The distancing has spread to the wealthy supporters who put up the bail of $375,000 that was forfeited when Mr. Assange fled to the embassy. One of those, the rights activist and socialite Jemima Khan, who pledged $31,500, said after Ecuador granted him asylum that she had changed her mind and believed that Mr. Assange should go to Sweden after all to answer the allegations.

The Guardian, the left-leaning newspaper that championed Mr. Assange when it was one of his news media “partners” in publishing the American documents but later had an acrimonious falling out with him, ran an editorial strongly critical of Ecuador on Friday.

“Ecuador has found a way to tweak the tail of the imperialist lion, but the law is not on Ecuador’s side,” The Guardian said. Mr.

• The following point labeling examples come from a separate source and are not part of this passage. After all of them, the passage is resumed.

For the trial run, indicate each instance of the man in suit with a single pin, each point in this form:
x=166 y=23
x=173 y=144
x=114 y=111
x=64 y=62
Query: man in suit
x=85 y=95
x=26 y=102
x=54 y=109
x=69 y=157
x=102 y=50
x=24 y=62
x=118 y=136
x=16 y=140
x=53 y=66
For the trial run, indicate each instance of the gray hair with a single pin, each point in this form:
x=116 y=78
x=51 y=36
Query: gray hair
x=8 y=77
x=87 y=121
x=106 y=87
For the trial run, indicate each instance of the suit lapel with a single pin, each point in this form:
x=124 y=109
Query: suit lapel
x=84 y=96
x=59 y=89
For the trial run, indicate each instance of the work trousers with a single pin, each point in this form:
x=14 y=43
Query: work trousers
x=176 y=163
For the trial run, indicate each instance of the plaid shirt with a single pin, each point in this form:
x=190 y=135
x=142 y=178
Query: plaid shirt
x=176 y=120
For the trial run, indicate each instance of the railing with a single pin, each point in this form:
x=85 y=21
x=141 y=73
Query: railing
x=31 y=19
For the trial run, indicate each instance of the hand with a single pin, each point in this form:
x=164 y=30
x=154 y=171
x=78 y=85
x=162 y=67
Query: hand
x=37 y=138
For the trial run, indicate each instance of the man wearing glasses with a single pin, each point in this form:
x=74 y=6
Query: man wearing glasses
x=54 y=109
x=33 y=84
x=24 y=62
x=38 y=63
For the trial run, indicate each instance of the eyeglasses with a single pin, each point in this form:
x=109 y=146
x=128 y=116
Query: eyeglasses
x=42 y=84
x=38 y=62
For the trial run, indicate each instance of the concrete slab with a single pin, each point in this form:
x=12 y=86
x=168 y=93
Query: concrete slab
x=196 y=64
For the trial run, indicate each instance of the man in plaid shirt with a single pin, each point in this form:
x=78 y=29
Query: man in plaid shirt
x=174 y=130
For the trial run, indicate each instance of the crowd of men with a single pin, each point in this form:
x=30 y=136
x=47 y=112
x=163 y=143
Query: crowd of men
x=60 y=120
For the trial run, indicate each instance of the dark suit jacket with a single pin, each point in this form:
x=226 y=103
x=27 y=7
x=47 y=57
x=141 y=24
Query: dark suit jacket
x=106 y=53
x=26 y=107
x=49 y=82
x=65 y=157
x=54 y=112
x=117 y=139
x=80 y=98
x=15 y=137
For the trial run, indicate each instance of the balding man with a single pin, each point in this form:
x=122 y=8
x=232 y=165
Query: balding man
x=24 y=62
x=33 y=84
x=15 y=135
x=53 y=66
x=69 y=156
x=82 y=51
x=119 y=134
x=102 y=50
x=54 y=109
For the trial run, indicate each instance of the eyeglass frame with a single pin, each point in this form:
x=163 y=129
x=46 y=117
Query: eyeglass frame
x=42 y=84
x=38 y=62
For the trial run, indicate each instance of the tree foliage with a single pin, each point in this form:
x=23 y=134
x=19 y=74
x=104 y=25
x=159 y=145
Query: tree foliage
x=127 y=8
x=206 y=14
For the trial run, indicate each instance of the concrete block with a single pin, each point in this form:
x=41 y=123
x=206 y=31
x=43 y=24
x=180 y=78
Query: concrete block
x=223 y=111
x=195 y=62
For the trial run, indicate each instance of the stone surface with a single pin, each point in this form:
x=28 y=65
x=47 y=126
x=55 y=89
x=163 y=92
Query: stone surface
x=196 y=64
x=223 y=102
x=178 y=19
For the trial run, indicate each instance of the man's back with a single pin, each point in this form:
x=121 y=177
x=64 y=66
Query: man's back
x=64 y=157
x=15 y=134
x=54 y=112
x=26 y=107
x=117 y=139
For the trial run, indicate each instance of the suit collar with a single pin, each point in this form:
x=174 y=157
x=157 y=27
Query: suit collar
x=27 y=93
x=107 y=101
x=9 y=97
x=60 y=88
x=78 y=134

Assange, it said, was wanted in Sweden “for the specific and proper purpose of answering two allegations of sexual assault, which is in anyone’s language a serious nonpolitical crime.”

For now, Ecuador and Britain have said they favor negotiations, but it is hard to see where the room for compromise lies. Britain has abandoned earlier threats to storm the embassy, and Mr. Assange appears to be planning on running WikiLeaks from his diplomatic aerie, including plans for a personal update via a Skype broadcast on Sunday.

British newspapers and broadcasters have competed in speculations as to how the siege will end. Some have ventured to the wilder shores of possibility, including having Mr. Assange flying off the apartment block’s roof with a jetpack, dressing as a woman to sneak past the police or climbing into a diplomatic bag.

The last of these has a vexed history in Britain, dating to the failed bid by Nigerian diplomats in 1984 to smuggle one of their countrymen back to Nigeria, drugged and bound in a packing case that was intercepted at the last moment at Stansted Airport outside London.

According to The Daily Mail, it is a caper Scotland Yard has already factored in. The newspaper reported Friday that police officers outside the Ecuadorean Embassy have orders to use a heat probe on all large boxes leaving the mission. The paper quoted an unnamed “security source” as saying, “You could prod it, and if it says ‘Ouch’ in an Australian accent, you can stop it going further.”